The underestimation ends here.
Mar 18, 2013, Vol. 18, No. 26 • By ALVIN S. FELZENBERG
Chance moved Calvin forward many a time, and he was always ready. After reading law with a local luminary in Northampton, Massachusetts, he began practicing and was elected to the local Republican City Committee. At the age of 26, he was elected city councilman, the first of a series of offices that he would hold until he retired from the presidency. He would subsequently serve as city solicitor, clerk of the county courts, state representative, mayor, state senator, president of the state senate, lieutenant governor, and governor. In a span of 30 years, Coolidge lost only one election, an early campaign for the Northampton school board.
In his pre-presidential career, Coolidge cut a figure as a progressive Republican in the Theodore Roosevelt mode. He favored higher salaries for teachers, women’s suffrage, direct election of U.S. senators, and maximum hours for workers, and he opposed child labor. Coolidge particularly enjoyed serving as president of the Massachusetts state senate because it allowed him to vote on legislation, often permitting him to cause a tie, which could doom legislation he opposed.
Shlaes demonstrates how, in one instance, Coolidge used that power to defeat a business regulation. But she does not mention that he cast the tie-inducing vote that prevented the tabling of a bill to establish a censorship board empowered to shut down performances it deemed incendiary. The legislature’s target was D. W. Griffith’s The Birth of a Nation, a film which Civil War veterans and African Americans had protested because of its negative portrayal of freed slaves and glorification of the Ku Klux Klan. Coolidge’s action in this instance, as well as his call for anti-lynching legislation in each of his annual messages to Congress, and his espousal of a Department of Education as a means of providing education to Southern blacks, suggests that, once persuaded that individuals were discriminated against as a class, Coolidge was prepared to see the state intervene.
Coolidge rose to national prominence in 1919 when, as governor of Massachusetts, he declared during the Boston police strike that “there is no right to strike against the public safety by anybody, anywhere, any time,” thus breaking the strike and restoring order. Over the objection of party leaders (and the senior senator from his own state, Henry Cabot Lodge), delegates to the 1920 Republican convention foisted Coolidge onto Warren Harding’s winning ticket. Two years and four months into his term in the White House, Harding died suddenly, and Coolidge succeeded to the presidency.
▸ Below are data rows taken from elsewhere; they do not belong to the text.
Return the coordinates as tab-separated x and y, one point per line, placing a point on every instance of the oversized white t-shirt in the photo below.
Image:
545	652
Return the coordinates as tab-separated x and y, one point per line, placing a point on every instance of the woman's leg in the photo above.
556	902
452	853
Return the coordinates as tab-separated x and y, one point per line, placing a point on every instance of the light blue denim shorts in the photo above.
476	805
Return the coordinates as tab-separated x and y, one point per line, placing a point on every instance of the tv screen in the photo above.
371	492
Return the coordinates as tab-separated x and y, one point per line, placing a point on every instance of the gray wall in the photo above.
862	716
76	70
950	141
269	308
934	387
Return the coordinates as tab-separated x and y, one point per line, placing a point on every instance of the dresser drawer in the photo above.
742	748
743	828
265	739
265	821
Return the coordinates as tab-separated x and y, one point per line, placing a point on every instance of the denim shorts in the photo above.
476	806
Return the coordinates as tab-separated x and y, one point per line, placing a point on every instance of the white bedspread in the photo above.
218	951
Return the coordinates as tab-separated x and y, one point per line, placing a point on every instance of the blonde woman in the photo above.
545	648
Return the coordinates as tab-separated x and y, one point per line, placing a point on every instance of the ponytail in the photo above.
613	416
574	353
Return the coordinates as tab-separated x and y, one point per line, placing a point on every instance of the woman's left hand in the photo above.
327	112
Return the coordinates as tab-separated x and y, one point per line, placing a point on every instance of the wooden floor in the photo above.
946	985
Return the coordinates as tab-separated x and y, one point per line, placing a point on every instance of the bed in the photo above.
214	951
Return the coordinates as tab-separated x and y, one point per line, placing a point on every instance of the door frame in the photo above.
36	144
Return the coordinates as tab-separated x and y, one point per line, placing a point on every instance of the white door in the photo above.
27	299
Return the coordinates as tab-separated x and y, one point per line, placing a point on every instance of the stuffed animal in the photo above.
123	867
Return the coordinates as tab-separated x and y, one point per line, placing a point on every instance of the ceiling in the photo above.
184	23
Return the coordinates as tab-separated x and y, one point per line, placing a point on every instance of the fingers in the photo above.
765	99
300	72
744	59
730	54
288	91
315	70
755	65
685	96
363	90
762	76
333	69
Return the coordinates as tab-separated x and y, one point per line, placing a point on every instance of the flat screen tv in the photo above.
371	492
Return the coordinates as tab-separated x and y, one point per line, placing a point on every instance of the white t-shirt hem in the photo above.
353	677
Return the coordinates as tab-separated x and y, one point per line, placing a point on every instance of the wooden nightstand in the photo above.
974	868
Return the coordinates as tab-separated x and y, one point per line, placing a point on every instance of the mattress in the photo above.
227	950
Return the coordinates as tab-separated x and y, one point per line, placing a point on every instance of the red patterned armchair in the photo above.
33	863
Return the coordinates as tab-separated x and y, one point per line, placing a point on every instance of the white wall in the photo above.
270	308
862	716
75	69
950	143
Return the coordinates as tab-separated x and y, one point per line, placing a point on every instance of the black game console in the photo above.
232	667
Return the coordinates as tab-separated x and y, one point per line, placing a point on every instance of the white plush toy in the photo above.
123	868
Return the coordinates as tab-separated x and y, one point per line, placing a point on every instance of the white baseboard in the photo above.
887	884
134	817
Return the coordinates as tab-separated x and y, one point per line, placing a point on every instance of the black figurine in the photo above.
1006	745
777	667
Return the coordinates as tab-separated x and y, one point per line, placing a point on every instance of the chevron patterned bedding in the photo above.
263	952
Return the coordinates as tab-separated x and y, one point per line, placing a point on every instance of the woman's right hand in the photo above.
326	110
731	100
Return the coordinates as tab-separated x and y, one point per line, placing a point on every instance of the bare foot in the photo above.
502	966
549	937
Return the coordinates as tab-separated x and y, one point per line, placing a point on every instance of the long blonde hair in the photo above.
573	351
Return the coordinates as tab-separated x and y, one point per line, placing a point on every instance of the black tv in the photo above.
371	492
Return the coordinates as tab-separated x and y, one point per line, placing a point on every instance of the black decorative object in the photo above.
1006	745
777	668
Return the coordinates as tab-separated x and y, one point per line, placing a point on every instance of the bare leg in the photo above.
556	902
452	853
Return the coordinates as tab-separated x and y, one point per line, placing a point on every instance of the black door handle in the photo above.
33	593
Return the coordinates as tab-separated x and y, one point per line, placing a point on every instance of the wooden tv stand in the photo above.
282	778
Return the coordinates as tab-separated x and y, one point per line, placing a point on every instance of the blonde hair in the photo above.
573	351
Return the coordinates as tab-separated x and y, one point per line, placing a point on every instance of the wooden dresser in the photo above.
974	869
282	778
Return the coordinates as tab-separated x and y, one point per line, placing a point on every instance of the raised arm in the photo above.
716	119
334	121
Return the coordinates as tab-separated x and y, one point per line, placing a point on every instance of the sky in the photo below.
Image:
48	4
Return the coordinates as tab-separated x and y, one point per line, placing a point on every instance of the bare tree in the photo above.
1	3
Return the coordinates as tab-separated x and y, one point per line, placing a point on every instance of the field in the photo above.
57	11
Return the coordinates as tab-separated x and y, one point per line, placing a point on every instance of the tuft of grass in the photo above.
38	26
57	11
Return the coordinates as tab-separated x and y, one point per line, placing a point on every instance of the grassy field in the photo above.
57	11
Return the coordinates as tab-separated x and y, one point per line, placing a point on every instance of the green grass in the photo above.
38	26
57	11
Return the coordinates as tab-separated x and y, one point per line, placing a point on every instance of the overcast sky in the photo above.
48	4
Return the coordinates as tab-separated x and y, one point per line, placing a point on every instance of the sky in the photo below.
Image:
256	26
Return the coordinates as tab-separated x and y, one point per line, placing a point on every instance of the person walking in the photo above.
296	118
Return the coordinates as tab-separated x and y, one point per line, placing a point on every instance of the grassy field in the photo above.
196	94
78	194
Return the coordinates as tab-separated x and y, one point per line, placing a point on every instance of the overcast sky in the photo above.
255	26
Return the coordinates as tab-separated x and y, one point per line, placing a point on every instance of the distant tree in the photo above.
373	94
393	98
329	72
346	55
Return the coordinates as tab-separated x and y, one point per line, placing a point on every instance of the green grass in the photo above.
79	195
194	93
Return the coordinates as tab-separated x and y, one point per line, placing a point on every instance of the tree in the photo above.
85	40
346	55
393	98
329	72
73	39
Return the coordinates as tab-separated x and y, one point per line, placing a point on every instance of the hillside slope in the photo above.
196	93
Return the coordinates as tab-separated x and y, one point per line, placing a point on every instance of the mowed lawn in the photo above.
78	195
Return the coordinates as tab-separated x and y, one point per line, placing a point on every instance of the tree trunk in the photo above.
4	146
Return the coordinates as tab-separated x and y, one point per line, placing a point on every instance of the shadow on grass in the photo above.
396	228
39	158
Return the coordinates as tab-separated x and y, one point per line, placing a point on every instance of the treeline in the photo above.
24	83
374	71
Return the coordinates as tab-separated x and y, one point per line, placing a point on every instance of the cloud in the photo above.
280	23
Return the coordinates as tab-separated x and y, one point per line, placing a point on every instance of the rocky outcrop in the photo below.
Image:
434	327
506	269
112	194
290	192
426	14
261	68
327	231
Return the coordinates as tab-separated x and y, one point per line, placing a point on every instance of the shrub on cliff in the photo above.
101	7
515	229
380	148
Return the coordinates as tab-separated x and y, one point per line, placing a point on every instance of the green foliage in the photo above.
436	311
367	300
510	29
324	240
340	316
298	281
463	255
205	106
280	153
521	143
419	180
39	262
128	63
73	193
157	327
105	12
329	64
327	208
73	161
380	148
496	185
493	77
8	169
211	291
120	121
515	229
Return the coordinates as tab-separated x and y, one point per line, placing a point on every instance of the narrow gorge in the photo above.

As president, Coolidge made it his first orders of business to extricate the country from the Harding scandals (Teapot Dome and its lesser cousins) and to realize Harding’s program. On the former, he acted with dispatch, naming two independent counsels (one from each party) to investigate—and kept congressional inquisitors at bay. The Harding program that Coolidge carried on was an effort to restore the nation to peace and prosperity after a decade of Progressive reforms and a world war: Harding had promised a “return to normalcy,” and Coolidge set out to deliver it.
Taking advantage of legislation which Harding had signed establishing a federal Bureau of the Budget, Coolidge met regularly with division heads to ensure that fiscal limits were obeyed. His budget chief established “2 percent” clubs, offering memberships to agency heads who cut their budgets by that amount. Anticipating Reagan’s appreciation for good visuals and public relations, Coolidge, when presented with two lion cubs as a gift, named one “Tax Reduction” and the other “Budget Bureau.”
When it came to cutting taxes, Coolidge stood steadfastly behind his secretary of the Treasury, Andrew Mellon, who argued in advance of supply-siders that lowering marginal tax rates would bring increased revenues into the Treasury. By the end of the Coolidge presidency, Mellon’s “scientific tax experiment” was widely seen as a towering success: Spending was flat, with the states spending more than the federal government; revenues had tripled; the highest tax rate had dropped to 25 percent (down from wartime levels of 73 percent); and the national debt had fallen by a third.
Reflecting Coolidge’s “obsession” with the economy, Amity Shlaes makes his handling of the economy her primary focus. Shlaes’s analysis is less insightful when she turns to other aspects of the Coolidge presidency. The bill he approved severely restricting immigration from Southern and Eastern Europe, for example, erected obstacles that, a decade later, had dire consequences for would-be refugees from Nazi persecution.